Four Parenting Styles, and How They Affect Kids
What does it mean to be authoritarian, permissive, or authoritative? In the 1960s, developmental psychologist Diana Baumrind identified these three styles of parents, based on the level of warmth and level of structure (or “demandingness”) they provide to their children. Later, Eleanor Maccoby and John Martin added a fourth category: uninvolved or neglectful parenting, to describe parents who are low in both warmth and demandingness.
The following is a brief description of each parenting style, followed by a few questions to help you reflect on your own role as a parent.
Neglectful Parenting (low warmth; low structure and “demandingness”)
Neglectful or uninvolved parents are not warm and responsive to their children, and they do not offer much guidance or structure. This may be because they feel indifferent towards their kids, or it may be because they are overwhelmed by other factors in their lives. In either case, they are unable to adequately address the needs of their children.
Authoritarian (low warmth; high structure and “demandingness”)
Authoritarian parents provide strict rules and a structured environment for their children.
They are more focused on compliance and enforcing the rules than on their kids’ social-emotional needs. When they discipline their kids for undesirable behavior, Authoritarian parents are unlikely to explain their reasons or listen to their child’s point of view.
Permissive (high warmth; low structure and “demandingness”)
In contrast to Authoritarian parents, Permissive parents are very warm and responsive to their children but reluctant to set limits and enforce rules. Permissive parents may act more like their child’s peer or friend, rather than an authority figure, and they tend to avoid conflict as much as possible.
Authoritative (high warmth; high structure and “demandingness”)
Authoritative parents combine warmth and limit-setting. They have clear guidelines for their children. At the same time, they empathize with their kids’ feelings, and are willing to listen to their point of view. When they discipline their children, the goal is to guide them to understand the consequences of their behavior.
Authoritative parents are more likely to offer advice and support than the other parenting styles. It’s clear who’s in charge, and it’s also clear that the parents care about their kids. Compared to the other three parenting styles, children of authoritative parents tend to be the best adjusted and most successful.

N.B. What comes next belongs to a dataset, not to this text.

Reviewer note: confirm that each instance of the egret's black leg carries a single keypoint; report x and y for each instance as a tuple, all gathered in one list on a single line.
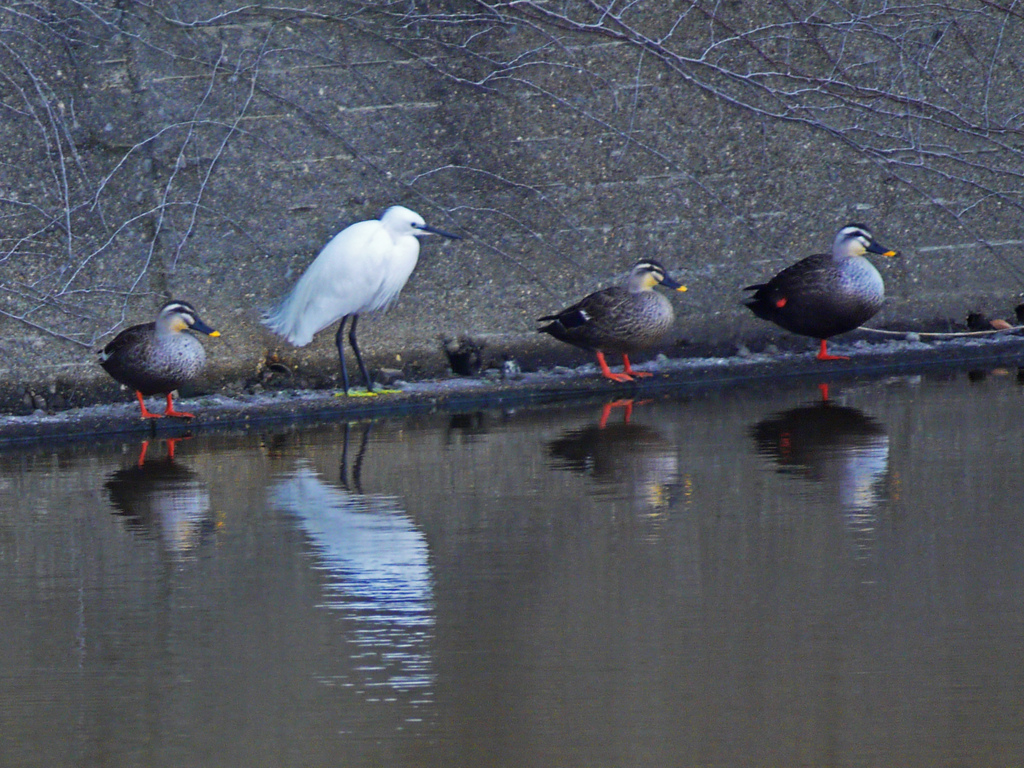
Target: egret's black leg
[(358, 357), (340, 341)]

A note about the research: Diana Baumrind’s study focused on middle class white families. Over the past few decades, there have been several additional studies focusing on different nationalities and ethnicities. This research shows that authoritative parenting styles tend to be the most beneficial for all kids, allowing for some cultural differences in the ways parents and children interact with one another. (The main difference is whether kids have a voice in family decision making.) The common denominator is that the parents don’t just punish their children for misbehavior, they explain the consequences of that behavior and how it affects others.
Like most parents, you probably don’t fall squarely into one category all the time. There may be situations where you lean more towards a permissive, authoritarian, or authoritative style, and other times when you lean more towards a different style.

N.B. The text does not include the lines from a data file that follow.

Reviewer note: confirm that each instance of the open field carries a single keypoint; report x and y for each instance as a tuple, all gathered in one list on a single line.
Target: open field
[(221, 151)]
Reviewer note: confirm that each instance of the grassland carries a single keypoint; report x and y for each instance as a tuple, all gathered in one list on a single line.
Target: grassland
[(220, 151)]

The following questions will help you become more conscious of your parenting role and whether you’d like to take on a different role with your kids.
- What type of parenting style was I raised with? Do I have a similar or different style from my own parents?
- Which type of parenting style do I feel most/least comfortable with? Why?
- Which type of parenting style do I use most often? Why?
- Would I like to make any changes to my parenting style? How could I start to do this?